Members of the IARD, which also includes beer producers AB InBev, Molson Coors and Heineken, will add symbols or written age restrictions to their labels to send an “even clearer message that these products are not for minors”.
The measure, which will also be introduced across alcohol-free products, will be rolled out globally with compliance across all markets by 2024. The IARD has also pledged not to market alcohol-free products to minors.
The move is one of five actions announced by IARD as part of a new drive to “accelerate efforts” to eliminate underage drinking globally.

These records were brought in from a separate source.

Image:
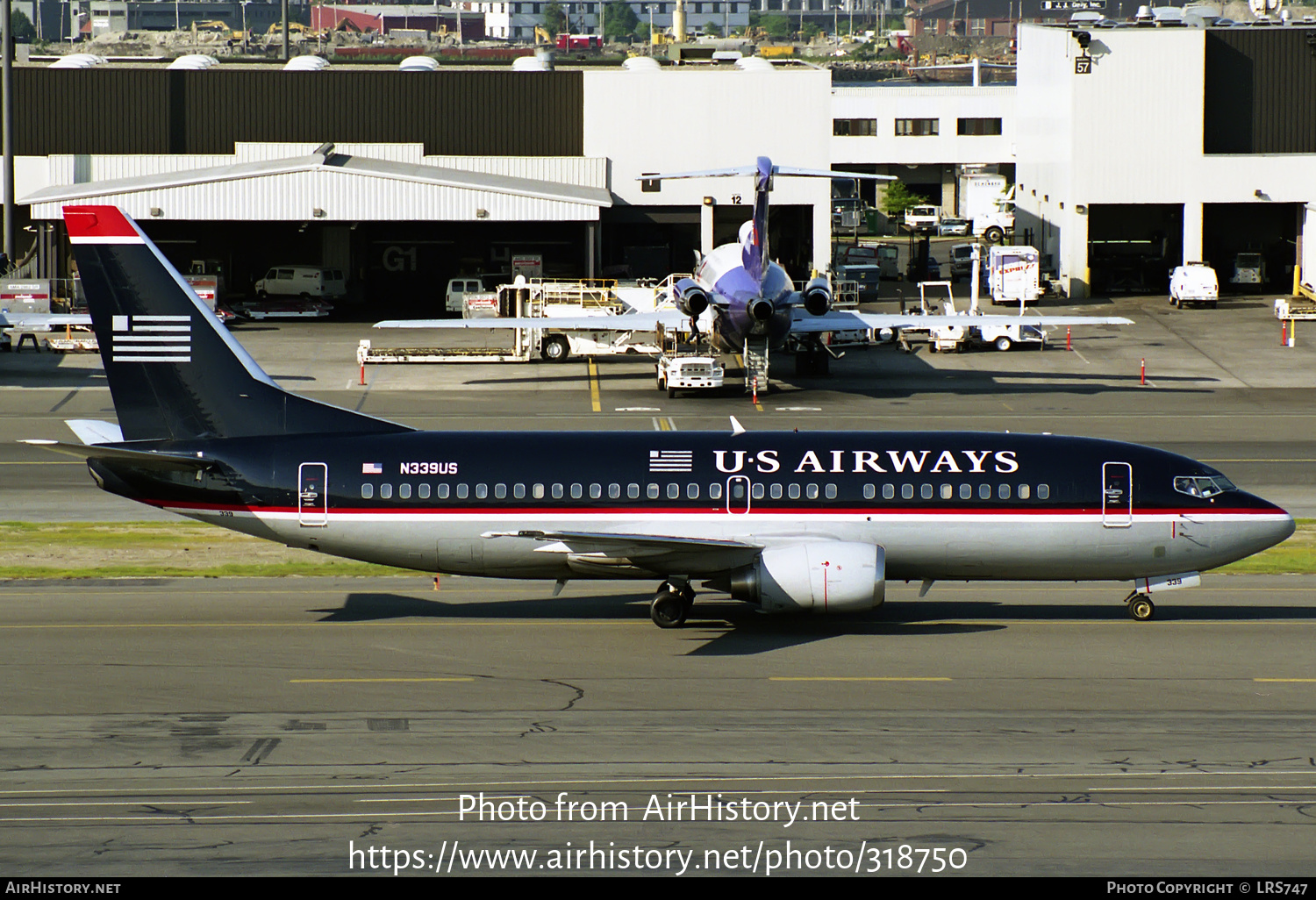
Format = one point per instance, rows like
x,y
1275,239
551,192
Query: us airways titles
x,y
952,462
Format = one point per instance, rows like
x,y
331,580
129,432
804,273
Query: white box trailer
x,y
1013,274
979,194
1307,273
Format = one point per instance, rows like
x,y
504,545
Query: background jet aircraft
x,y
753,302
816,521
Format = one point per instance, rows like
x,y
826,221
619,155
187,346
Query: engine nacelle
x,y
691,299
761,310
816,296
824,576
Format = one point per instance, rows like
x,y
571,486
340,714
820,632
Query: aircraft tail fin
x,y
174,370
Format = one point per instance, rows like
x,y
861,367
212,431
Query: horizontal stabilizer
x,y
94,431
141,458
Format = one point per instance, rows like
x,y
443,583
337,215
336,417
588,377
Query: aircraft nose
x,y
1277,526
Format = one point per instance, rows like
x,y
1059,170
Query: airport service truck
x,y
1013,274
1194,283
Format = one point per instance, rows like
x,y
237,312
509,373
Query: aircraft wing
x,y
647,321
844,320
703,553
42,320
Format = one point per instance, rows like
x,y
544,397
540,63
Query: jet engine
x,y
816,296
761,310
690,297
824,576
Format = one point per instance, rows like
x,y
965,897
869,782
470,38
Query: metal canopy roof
x,y
334,187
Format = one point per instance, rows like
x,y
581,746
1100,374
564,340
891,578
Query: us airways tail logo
x,y
152,339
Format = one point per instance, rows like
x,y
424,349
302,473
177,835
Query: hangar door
x,y
1132,246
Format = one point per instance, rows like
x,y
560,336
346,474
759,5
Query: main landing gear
x,y
1140,607
671,604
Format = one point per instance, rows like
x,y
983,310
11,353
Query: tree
x,y
620,21
21,28
555,18
898,197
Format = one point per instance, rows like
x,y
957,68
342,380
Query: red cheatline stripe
x,y
689,511
97,223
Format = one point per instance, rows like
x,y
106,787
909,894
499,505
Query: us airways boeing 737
x,y
752,302
816,521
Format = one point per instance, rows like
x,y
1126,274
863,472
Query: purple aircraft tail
x,y
755,239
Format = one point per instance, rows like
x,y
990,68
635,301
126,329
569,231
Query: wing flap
x,y
700,553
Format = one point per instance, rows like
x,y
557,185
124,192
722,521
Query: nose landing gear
x,y
1140,607
671,604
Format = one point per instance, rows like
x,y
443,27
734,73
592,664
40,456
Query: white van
x,y
304,282
1194,283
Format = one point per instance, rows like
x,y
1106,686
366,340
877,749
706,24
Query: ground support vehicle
x,y
1013,274
534,299
1194,284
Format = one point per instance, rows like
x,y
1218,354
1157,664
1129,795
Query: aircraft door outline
x,y
313,495
737,495
1116,495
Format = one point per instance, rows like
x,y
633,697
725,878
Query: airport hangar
x,y
1182,144
431,174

The IARD has also committed to taking further action to prevent minors from seeing or interacting with their brands online.

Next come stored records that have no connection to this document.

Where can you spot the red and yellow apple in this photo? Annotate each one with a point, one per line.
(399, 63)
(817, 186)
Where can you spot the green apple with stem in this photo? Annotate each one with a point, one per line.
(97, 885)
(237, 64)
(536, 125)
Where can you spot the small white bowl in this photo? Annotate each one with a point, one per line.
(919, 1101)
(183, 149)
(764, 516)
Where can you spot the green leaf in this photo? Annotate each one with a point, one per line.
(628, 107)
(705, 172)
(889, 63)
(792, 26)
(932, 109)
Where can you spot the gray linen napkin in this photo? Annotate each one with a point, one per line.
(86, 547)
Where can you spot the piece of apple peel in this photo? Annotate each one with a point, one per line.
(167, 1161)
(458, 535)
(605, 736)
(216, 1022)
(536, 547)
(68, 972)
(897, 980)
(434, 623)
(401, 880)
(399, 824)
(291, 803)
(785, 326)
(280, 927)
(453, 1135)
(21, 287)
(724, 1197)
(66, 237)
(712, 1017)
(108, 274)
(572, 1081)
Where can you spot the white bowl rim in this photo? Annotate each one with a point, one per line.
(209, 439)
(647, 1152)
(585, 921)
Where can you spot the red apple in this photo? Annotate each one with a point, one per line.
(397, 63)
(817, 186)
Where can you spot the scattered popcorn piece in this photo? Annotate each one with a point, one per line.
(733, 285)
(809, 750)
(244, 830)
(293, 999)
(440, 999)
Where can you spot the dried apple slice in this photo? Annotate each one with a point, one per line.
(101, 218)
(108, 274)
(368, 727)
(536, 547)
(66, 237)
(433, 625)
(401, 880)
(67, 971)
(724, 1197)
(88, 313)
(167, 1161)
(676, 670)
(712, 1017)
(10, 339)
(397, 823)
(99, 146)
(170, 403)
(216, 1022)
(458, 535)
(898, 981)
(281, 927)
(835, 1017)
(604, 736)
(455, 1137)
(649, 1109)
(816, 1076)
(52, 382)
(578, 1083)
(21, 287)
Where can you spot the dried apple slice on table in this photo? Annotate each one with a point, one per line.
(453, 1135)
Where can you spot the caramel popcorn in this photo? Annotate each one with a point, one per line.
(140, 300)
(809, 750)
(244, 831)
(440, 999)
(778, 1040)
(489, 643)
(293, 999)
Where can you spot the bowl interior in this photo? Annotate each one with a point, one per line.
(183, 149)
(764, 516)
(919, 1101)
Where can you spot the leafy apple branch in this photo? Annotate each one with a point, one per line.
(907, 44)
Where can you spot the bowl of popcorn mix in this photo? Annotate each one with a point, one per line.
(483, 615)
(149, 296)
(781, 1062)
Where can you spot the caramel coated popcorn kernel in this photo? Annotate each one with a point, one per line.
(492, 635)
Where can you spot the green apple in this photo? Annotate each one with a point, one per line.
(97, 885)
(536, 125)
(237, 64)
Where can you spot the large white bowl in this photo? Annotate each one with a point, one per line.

Ulrich Adam, director general of trade body Spirits Europe, has welcomed the IARD’s pledge.
He said: “Recent trends have shown that Europeans are enjoying a more responsible relationship with alcohol and it is particularly encouraging to note that underage drinking has declined dramatically across Europe in recent years.
“That said, we want to see this trend continue, and we are delighted to see our sector commit to do more to accelerate the decline in underage drinking and encourage everyone to play their part.”

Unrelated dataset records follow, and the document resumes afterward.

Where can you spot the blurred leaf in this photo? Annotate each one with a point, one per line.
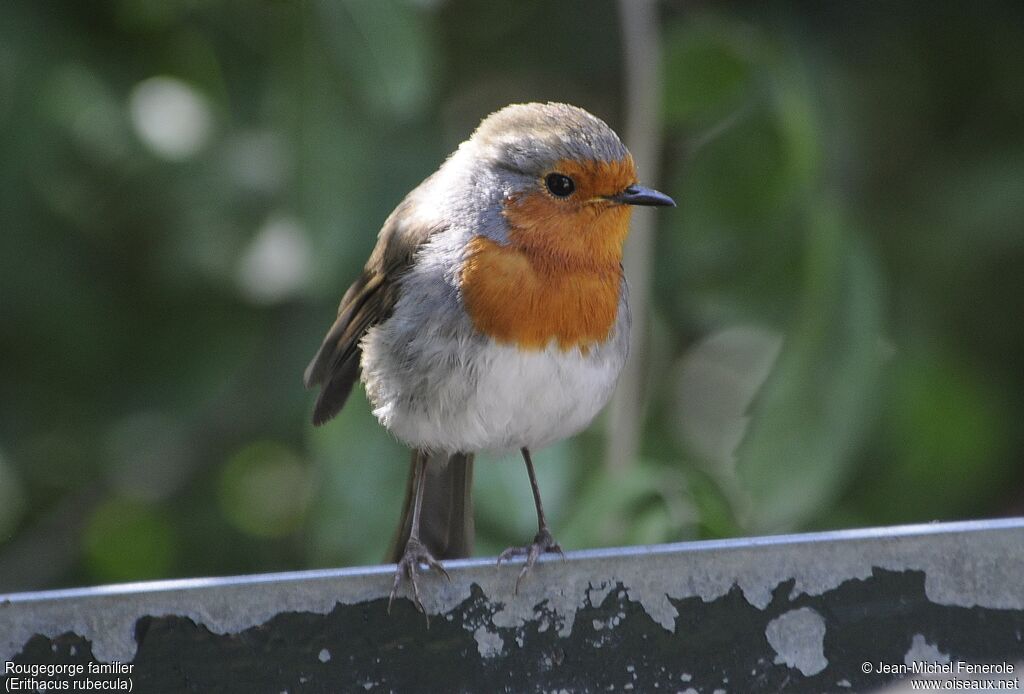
(709, 69)
(125, 540)
(807, 422)
(265, 489)
(644, 506)
(382, 46)
(360, 472)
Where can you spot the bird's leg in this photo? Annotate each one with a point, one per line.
(416, 552)
(543, 541)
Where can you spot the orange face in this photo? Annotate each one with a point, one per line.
(559, 277)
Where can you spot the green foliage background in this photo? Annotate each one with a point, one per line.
(187, 186)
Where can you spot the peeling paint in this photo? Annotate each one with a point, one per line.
(922, 651)
(798, 638)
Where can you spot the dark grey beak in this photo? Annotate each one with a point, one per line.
(638, 194)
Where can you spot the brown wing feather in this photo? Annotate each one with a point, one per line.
(368, 302)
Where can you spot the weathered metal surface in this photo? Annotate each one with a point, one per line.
(801, 613)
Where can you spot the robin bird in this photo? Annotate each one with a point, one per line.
(491, 316)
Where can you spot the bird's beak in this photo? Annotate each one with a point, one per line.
(638, 194)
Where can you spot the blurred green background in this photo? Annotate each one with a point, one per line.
(188, 186)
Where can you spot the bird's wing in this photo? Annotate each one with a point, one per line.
(368, 302)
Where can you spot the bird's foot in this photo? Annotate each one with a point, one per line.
(416, 554)
(543, 543)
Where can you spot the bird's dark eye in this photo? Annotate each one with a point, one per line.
(559, 184)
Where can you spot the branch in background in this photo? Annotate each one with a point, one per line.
(642, 54)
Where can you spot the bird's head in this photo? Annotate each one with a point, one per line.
(569, 180)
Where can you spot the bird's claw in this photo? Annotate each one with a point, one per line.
(416, 553)
(543, 544)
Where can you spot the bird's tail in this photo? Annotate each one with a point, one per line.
(446, 515)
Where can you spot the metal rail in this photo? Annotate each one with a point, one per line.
(819, 612)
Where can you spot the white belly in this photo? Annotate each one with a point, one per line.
(471, 395)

The new initiative follows the group’s promise to deliver better safeguarding measures for online alcohol advertising after partnering with four social media platforms in 2018.
The IARD has pledged to implement safeguards for at least 95% of its online alcohol marketing by 2024, with the goal of reaching complete compliance at the earliest opportunity.
In addition, the group is inviting retailers, wholesalers, and distributors to help determine how best practice initiatives for age verification can be implemented across the world.
The IARD is also inviting online retailers, postal services and delivery companies to help improve global standards for the online sale and delivery of alcohol.
These actions are in response to the “challenges made to our sector in the 2018 United Nations Political Declaration on noncommunicable diseases”, the IARD explained.
“We want to raise standards across our sector and will continue to use our regular and productive dialogue with the World Health Organization to better understand what more we can do – including building on government regulation to establish co-regulatory frameworks – to further reduce the harmful use of alcohol,” the IARD said.
Albert Baladi, president and CEO of Beam Suntory and IARD CEO chair, said: “These five actions mark another step towards our goal of eliminating underage drinking. Minors should not drink alcohol, and we proactively support strict enforcement of legal purchase and drinking age regulation.
“Although underage drinking has fallen in many parts of the world, this trend is not universal. We want to accelerate progress and work with others to eliminate underage drinking in every community through a whole-of-society approach.
“We call on other producers to join us. We call on retailers to work with us to do more to prevent minors from buying alcohol in stores and online. And we call on parents and other adults to support us by not buying alcohol for, or sharing alcohol with, children and minors, even if they do this with good intentions.
“Together, we must ensure everyone reinforces the message that underage drinking is socially unacceptable.”